First Published: 2017-11-07

Oil surges on Saudi-Iran tensions
Markets are concerned that supply could be cut off should there be any conflict between Saudi Arabia and Iran.
Middle East Online

SINGAPORE - Oil prices made rapid gains overnight as geopolitical tensions surged between Saudi Arabia and Iran, sparking fears of a conflict that could disrupt supplies from two major producers.

But prices retreated slightly in early Asian trade on Tuesday as traders engaged in profit-taking after both products reached levels not seen in over two years.

"Tensions between Iran and Saudi Arabia look to be a major disruptor with markets concerned that supply could be cut off should there be any conflict", said Shane Chanel, equities and derivatives adviser at ASR Wealth Advisers in Sydney.

Riyadh and Tehran have been trading fierce accusations over their involvement in Yemen, where Sunni-ruled Saudi Arabia and predominantly Shiite Iran back opposing sides.

In the latest flare-up Saudi Arabia said an intercepted missile attack on the country, allegedly by Tehran-backed rebels in Yemen, "may amount to an act of war".

Tehran in turn accused Riyadh of committing war crimes in Yemen, raising tensions further.

But analyst Chanel said the accusations were unlikely to spiral into full-blown conflict.

At about 0330 GMT, US benchmark West Texas Intermediate was up four cents to $57.39 a barrel while Brent crude was down eight cents to $64.19 a barrel.

In the mid-term, prices are likely to continue gaining ground with an OPEC-led cap on supplies likely to continue into 2018, said Greg McKenna, chief market strategist at AxiTrader.

"The Russians have been a very important driver in OPEC solidary by agreeing to play ball, but also threatening to push up production had the agreement fallen through," McKenna added.

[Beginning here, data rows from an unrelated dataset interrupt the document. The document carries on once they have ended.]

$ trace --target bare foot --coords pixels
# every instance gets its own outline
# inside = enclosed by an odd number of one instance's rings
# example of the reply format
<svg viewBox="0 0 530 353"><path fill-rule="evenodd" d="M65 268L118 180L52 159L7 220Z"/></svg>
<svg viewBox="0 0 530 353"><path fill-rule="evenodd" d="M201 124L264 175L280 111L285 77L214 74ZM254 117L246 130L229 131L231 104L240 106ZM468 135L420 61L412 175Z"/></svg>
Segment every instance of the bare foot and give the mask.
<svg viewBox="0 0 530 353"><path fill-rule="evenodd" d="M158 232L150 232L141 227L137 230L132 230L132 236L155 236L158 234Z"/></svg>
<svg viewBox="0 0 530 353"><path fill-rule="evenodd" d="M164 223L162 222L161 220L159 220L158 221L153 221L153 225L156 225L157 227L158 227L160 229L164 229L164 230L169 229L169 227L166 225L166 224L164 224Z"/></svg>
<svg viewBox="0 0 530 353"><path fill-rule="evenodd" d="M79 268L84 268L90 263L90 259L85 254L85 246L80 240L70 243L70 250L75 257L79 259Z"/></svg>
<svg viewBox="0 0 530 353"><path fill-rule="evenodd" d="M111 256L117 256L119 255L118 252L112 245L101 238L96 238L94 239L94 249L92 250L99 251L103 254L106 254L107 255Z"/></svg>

Crude has been on an upward trajectory in recent months as major oil producers, led by the Saudis and Russians, struck a historic deal last year to cut output by 1.8 million barrels per day for six months.

The deal was extended by nine months until March, bringing relief to the markets after a global supply glut had hammered prices since 2015.

Traders will now be looking to crude stockpile figures due later today from the American Petroleum Institute to offer an updated indication of market demand.